4.0.0 Release Notes

Channels 4 is the next major version of the Channels package. Together with the matching Daphne v4 and channels-redis v4 releases, it updates dependencies, fixes issues, and removes outdated code. It so provides the foundation for Channels development going forward.

In most cases, you can update now by updating channels, daphne, and channels-redis as appropriate, with pip, and by adding daphne at the top of your INSTALLED_APPS setting.

First pip:

pip install -U 'channels[dapne]' channels-redis

Then in your Django settings file:

INSTALLED_APPS = [
    "daphne",
    ...
]

Read on for the details.

Updated Python and Django support

In general Channels will try to follow Python and Django supported versions.

As of release, that means Python 3.7, 3.8, 3.9, and 3.10, as well as Django 3.2, 4.0, and 4.1 are currently supported.

As a note, we reserve the right to drop older Python versions, or the older Django LTS, once the newer one is released, before their official end-of-life if this is necessary to ease development.

Dropping older Python and Django versions will be done in minor version releases, and will not be considered to require a major version change.

The async support in both Python and Django continues to evolve rapidly.

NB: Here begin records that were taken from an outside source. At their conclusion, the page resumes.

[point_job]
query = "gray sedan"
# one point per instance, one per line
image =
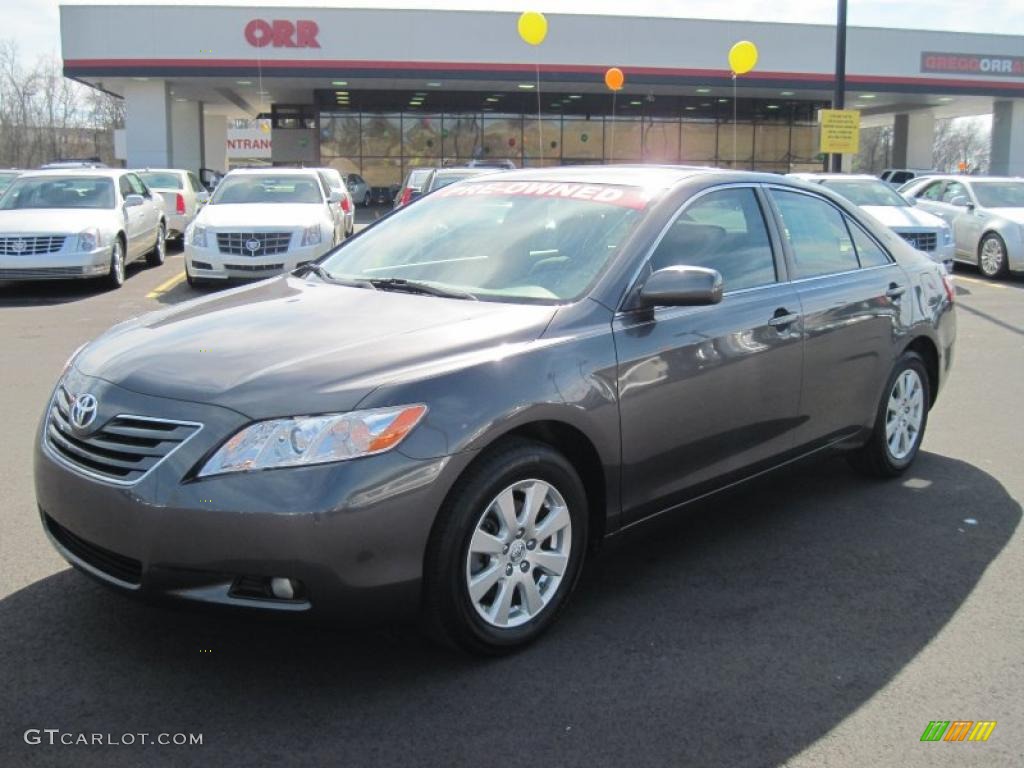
(443, 415)
(986, 214)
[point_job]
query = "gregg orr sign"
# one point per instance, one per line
(972, 64)
(280, 33)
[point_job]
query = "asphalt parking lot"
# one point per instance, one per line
(814, 620)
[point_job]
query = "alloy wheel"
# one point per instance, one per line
(904, 414)
(519, 553)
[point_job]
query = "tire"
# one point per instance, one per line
(992, 256)
(116, 278)
(901, 418)
(472, 515)
(158, 255)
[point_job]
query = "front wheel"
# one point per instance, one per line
(158, 255)
(900, 421)
(992, 256)
(507, 550)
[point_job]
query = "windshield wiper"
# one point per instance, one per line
(412, 286)
(325, 275)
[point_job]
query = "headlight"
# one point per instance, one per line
(88, 240)
(199, 236)
(314, 439)
(311, 236)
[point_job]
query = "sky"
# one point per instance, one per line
(33, 24)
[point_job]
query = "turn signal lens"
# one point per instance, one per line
(314, 439)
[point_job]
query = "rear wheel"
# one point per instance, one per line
(507, 550)
(116, 279)
(992, 256)
(158, 255)
(900, 421)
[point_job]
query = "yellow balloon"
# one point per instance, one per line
(532, 27)
(742, 56)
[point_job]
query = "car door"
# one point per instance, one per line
(135, 220)
(851, 295)
(709, 391)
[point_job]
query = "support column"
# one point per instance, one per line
(186, 135)
(215, 142)
(1007, 157)
(913, 138)
(147, 124)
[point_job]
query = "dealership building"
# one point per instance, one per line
(380, 90)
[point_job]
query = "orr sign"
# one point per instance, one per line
(280, 33)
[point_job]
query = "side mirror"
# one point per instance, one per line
(682, 286)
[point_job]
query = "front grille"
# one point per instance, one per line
(43, 272)
(123, 568)
(122, 451)
(253, 244)
(922, 241)
(254, 267)
(31, 246)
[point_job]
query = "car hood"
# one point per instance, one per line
(263, 216)
(901, 216)
(288, 346)
(59, 220)
(1012, 214)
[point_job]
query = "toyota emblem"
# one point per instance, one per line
(83, 411)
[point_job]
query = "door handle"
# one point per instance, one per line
(781, 318)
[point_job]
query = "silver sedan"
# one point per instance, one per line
(986, 214)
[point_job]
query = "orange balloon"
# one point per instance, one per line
(614, 79)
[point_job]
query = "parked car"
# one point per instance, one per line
(986, 214)
(183, 197)
(443, 176)
(260, 222)
(358, 188)
(79, 223)
(413, 186)
(441, 416)
(345, 210)
(896, 177)
(922, 229)
(6, 177)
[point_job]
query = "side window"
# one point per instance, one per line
(137, 187)
(723, 230)
(819, 239)
(869, 252)
(932, 192)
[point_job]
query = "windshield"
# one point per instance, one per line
(246, 188)
(58, 192)
(999, 194)
(156, 180)
(866, 193)
(524, 242)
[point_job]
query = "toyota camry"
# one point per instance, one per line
(441, 416)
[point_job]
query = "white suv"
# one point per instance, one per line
(261, 222)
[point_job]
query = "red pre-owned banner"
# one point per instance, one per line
(972, 64)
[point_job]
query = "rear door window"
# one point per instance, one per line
(817, 235)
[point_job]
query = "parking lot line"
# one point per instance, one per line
(977, 282)
(166, 286)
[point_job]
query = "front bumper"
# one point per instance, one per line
(210, 263)
(59, 265)
(352, 535)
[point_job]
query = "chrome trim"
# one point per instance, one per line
(52, 454)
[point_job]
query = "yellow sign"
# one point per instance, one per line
(840, 131)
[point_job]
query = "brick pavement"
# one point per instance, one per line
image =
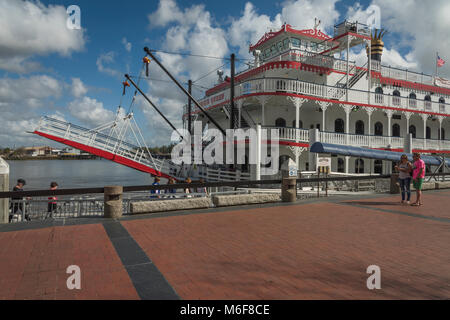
(303, 251)
(33, 264)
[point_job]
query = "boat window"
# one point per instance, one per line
(274, 50)
(280, 46)
(378, 129)
(412, 130)
(286, 44)
(295, 43)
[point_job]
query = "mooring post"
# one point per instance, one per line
(4, 186)
(289, 190)
(113, 202)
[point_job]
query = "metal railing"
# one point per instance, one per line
(372, 141)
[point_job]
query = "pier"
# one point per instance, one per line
(309, 249)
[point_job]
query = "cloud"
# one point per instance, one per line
(251, 26)
(22, 101)
(90, 112)
(30, 28)
(126, 44)
(78, 89)
(16, 94)
(107, 58)
(417, 30)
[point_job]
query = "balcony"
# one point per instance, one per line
(278, 85)
(370, 141)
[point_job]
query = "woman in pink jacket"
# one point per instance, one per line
(418, 177)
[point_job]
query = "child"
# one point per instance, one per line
(418, 177)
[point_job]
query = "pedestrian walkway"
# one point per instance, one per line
(314, 249)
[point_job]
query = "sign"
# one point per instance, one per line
(324, 162)
(292, 167)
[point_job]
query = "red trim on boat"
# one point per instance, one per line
(104, 154)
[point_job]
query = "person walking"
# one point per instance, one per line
(17, 205)
(418, 178)
(171, 192)
(52, 204)
(187, 191)
(404, 169)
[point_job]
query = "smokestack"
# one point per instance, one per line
(376, 44)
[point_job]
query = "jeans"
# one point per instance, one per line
(405, 187)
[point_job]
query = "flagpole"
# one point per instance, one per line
(437, 55)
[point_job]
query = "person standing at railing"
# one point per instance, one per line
(404, 169)
(52, 205)
(418, 178)
(16, 204)
(202, 189)
(188, 191)
(156, 182)
(171, 192)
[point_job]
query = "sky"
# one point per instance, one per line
(76, 75)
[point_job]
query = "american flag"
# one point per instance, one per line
(440, 62)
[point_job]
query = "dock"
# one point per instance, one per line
(311, 249)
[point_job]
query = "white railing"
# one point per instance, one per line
(406, 75)
(335, 93)
(371, 141)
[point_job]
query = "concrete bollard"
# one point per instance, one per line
(395, 187)
(113, 202)
(4, 186)
(289, 190)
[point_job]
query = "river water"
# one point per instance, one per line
(75, 174)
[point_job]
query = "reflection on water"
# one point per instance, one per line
(75, 174)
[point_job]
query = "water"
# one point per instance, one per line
(75, 174)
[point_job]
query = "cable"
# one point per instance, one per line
(202, 77)
(198, 55)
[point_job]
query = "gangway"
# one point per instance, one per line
(110, 142)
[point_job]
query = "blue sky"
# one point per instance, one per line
(83, 69)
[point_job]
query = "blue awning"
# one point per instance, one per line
(319, 147)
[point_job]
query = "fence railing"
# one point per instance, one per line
(372, 141)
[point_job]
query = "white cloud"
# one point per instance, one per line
(20, 93)
(30, 28)
(90, 111)
(167, 12)
(419, 28)
(126, 44)
(78, 89)
(251, 26)
(107, 58)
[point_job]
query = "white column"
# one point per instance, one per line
(4, 186)
(389, 115)
(424, 118)
(369, 76)
(258, 153)
(348, 67)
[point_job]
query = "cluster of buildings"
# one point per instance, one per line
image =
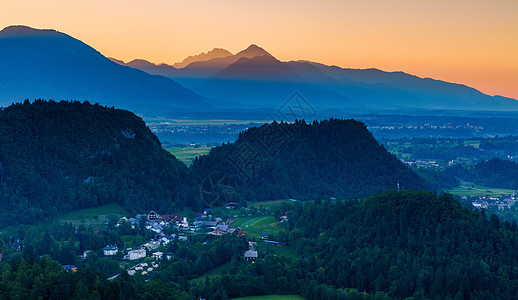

We advise you to always upgrade to the latest versions in order to avoid issues in older versions if you’re building an async application.

  • Dropped support for Python 3.6.
  • Minimum Django version is now Django 3.2.
  • Added compatibility with Django 4.1.

Decoupling of the Daphne application server

In order to allow users of other ASGI servers to use Channels without the overhead of Daphne and Twisted, the Daphne application server is now an optional dependency, installable either directly or with the daphne extra, as per the pip example above.

  • Where Daphne is used daphne>=4.0.0 is required. The channels[daphne] extra assures this.

  • The runserver command is moved to the daphne package.

    In order to use the runserver command, add daphne to your INSTALLED_APPS, before django.contrib.staticfiles:

    INSTALLED_APPS = [
        "daphne",
        ...
    ]
    

    There is a new system check to ensure this ordering.

    Note, the runworker command remains a part of the channels app.

  • Use of ChannelsLiveServerTestCase still requires Daphne.

Removal of the Django application wrappers

In order to add initial ASGI support to Django, Channels originally provided tools for wrapping your Django application and serving it under ASGI. This included an ASGI handler class, an ASGI HTTP request object, and an ASGI compatible version of the staticfiles handler for use with runserver

Improved equivalents to all of these are what has been added to Django since Django version 3.0. As such serving of Django HTTP applications (whether using sync or async views) under ASGI is now Django’s responsibility, and the matching Channels classes have been removed.

Use of these classes was deprecated in Channels v3 and, if you’ve already moved to the Django equivalents there is nothing further to do.

  • Removed deprecated static files handling in favor of django.contrib.staticfiles.
  • Removed the deprecated AsgiHandler, which wrapped Django views, in favour of Django’s own ASGI support. You should use Django’s get_asgi_application to provide the http handler for ProtocolTypeRouter, or an appropriate path for URLRouter, in order to route your Django application.
  • The supporting AsgiRequest is also removed, as it was only used for AsgiHandler.
  • Removed deprecated automatic routing of http protocol handler in ProtocolTypeRouter. You must explicitly register the http handler in your application if using ProtocolTypeRouter.

The minimal asgi.py file routing the Django ASGI application under a ProtocolTypeRouter will now look something like this:

import os

from channels.routing import ProtocolTypeRouter
from django.core.asgi import get_asgi_application

os.environ.setdefault('DJANGO_SETTINGS_MODULE', 'mysite.settings')

application = ProtocolTypeRouter({
    "http": get_asgi_application(),
})

i.e. We use Django’s get_asgi_application(), and explicitly route an http handler for ProtocolTypeRouter. This is merely for illustration of the changes. Please see the docs for more complete examples.

Other changes

  • The use of the guarantee_single_callable() compatibility shim is removed. All applications must be ASGI v3 single-callables.
  • Removed the consumer_started and consumer_finished signals, unused since the 2.0 rewrite.
  • Fixed ChannelsLiveServerTestCase when running on systems using the spawn multiprocessing start method, such as macOS and Windows.